The boy nodded at the table.

I just don't know what would happen were it to come down to you and me and no place left to hide. I'm not sayin I'd hamstring you. I'm only sayin that jail ain't for me and I don't think I could take it.

I'm made for jail? Is that what you mean to say?

No. I don't mean that.

And she ain't neither.

All I'm sayin is you might could handle it better. Maybe not the walls so much, but the silence.

They sat. Across the bar two of the Ralstons were pinching their mustaches and speaking under their breath to each other. Then they walked to a table where three Mexicans were reeling from drink with their arms slung over the backs of their chairs and their heads slumped onto their shoulders. A few words passed between the five men.
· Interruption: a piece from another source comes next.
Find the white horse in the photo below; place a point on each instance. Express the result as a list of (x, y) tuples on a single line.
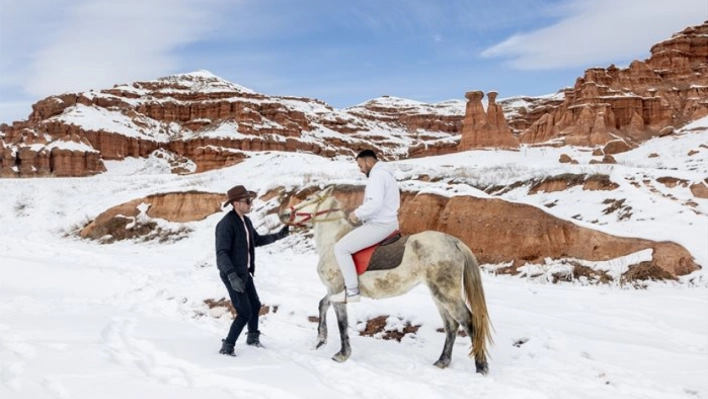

The Mexicans' faces reddened and their hands came off the chair backs and onto their laps and then onto the table. One of them stood but sat back quickly when one of the brothers stepped back and drew open his coat to reveal the two pistols in his belt. The Mexicans stared at them a moment, their eyes red and wide with the bewilderment of the drunk. The Ralstons smiled down at the table and the Mexicans one by one rose and stumbled back from the table and filed out. The brothers watched them pass, pressing their faces close to the Mexicans'. When they were gone the Ralston brothers leaned down into the chairs and pushed back the flaps of their coats. They smiled at each other and one of them called for the waitress.

John Frank watched the boy who was watching the scene.

See, he said. Boys like them. They're made for it but they'll never go. Too many of em. And they ain't all dumb, neither. They always side with the mayor. And if they don't, they always seem to reach an agreement. Hell, he said. It ain't like I'm sayin we can't talk no more.